Il faut donc accor­der cette indé­pen­dance deman­dée, nous asso­cier à l’ef­fort de ces peuples deve­nus adultes. L’An­gle­terre nous donne, à cet égard, un grand exemple. Elle a effec­ti­ve­ment conquis l’Inde le jour même où elle l’a volon­tai­re­ment per­due. Méditons-le.

Tâche dif­fi­cile, incon­tes­ta­ble­ment ! D’au­tant que la situa­tion inter­na­tio­nale pré­sente explique trop sou­vent la tur­bu­lence des uns et le rai­dis­se­ment des autres…

L’In­do­chine, Mada­gas­car, l’A­frique, ce sont aus­si des lignes de départs essen­tielles dans le conflit effrayant que la sot­tise et la lâche­té laissent s’our­dir sous nos yeux. Ce sont des hommes qu’on mobi­li­se­ra de gré ou de force, des matières pre­mières qu’on exploi­te­ra, des ter­rains où les manœuvres armées déve­lop­pe­ront leur stratégie.

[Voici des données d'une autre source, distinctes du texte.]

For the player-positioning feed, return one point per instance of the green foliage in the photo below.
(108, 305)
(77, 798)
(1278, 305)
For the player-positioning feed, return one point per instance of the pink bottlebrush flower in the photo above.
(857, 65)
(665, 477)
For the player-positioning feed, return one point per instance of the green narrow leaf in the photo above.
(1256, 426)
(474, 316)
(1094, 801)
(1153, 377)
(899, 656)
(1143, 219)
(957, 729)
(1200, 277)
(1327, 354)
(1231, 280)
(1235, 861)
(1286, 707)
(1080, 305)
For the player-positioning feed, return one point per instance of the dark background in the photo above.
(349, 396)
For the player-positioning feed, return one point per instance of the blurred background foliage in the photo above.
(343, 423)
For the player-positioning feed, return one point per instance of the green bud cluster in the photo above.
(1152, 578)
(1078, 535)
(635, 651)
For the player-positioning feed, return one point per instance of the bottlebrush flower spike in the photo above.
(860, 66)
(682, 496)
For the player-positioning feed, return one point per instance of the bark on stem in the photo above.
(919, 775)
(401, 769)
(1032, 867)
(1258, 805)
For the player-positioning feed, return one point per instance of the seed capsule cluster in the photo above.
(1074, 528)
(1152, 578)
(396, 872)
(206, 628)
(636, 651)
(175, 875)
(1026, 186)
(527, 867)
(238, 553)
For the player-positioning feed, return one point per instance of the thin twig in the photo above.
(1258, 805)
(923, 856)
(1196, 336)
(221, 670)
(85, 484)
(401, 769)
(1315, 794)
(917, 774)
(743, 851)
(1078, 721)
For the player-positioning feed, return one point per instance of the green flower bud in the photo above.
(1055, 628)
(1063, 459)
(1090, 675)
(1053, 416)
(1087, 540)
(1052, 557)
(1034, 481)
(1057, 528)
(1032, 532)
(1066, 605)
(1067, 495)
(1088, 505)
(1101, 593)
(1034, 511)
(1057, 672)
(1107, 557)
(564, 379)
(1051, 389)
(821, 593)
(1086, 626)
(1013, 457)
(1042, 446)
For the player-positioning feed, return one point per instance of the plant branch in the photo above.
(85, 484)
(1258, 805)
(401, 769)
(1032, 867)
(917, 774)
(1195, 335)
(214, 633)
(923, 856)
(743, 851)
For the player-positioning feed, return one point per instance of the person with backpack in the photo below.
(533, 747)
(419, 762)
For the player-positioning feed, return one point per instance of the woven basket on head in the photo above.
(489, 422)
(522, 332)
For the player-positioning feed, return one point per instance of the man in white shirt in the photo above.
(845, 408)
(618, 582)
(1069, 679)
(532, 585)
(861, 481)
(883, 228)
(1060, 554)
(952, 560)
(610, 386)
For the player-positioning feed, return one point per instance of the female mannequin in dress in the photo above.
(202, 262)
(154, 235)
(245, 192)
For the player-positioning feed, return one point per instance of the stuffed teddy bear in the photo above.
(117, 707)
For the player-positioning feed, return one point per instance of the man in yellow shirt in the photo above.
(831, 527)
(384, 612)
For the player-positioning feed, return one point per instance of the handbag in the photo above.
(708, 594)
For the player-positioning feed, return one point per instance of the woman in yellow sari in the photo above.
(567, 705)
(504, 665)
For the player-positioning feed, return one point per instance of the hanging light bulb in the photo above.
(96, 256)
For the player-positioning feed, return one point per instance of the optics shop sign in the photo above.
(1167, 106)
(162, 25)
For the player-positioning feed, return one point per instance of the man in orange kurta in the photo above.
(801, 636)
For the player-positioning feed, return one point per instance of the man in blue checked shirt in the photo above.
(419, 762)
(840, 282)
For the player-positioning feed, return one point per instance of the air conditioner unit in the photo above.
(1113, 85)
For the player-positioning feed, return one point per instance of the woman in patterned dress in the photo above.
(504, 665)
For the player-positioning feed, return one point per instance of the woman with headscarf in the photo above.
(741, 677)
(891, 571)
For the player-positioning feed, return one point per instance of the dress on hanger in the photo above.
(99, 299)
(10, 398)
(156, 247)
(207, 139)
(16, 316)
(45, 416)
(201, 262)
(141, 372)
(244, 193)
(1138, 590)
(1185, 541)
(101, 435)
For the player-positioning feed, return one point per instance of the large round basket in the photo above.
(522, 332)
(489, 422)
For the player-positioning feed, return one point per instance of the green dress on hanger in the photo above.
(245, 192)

Ain­si, on se retrouve une fois encore, une fois de plus, devant cette grande que­relle de l’A­mé­rique et de la Rus­sie, que­relle qui com­mande notre des­tin pré­sent comme elle com­man­de­ra notre des­tin futur…

Pas de solu­tions — hors les solu­tions de force — au pro­blème colo­nial dans cet état de pré­guerre qui est le nôtre.

Les uns pous­se­ront ces peuples à la révolte que tant de mal­adresses, pour dire le moins, jus­ti­fient ! Les autres encou­ra­ge­ront les rigueurs pour se ména­ger des ter­rains offensifs.

Jus­qu’au jour où le cou­rage et la sagesse l’emportant, les hommes écar­te­ront toutes ces nuées meur­trières et réa­li­se­ront ain­si les condi­tions d’une fra­ter­nelle association.

À moins qu’ils pré­fèrent, hommes blancs et autres, rou­ler dans un abîme sans fond de dou­leur et de désespoir.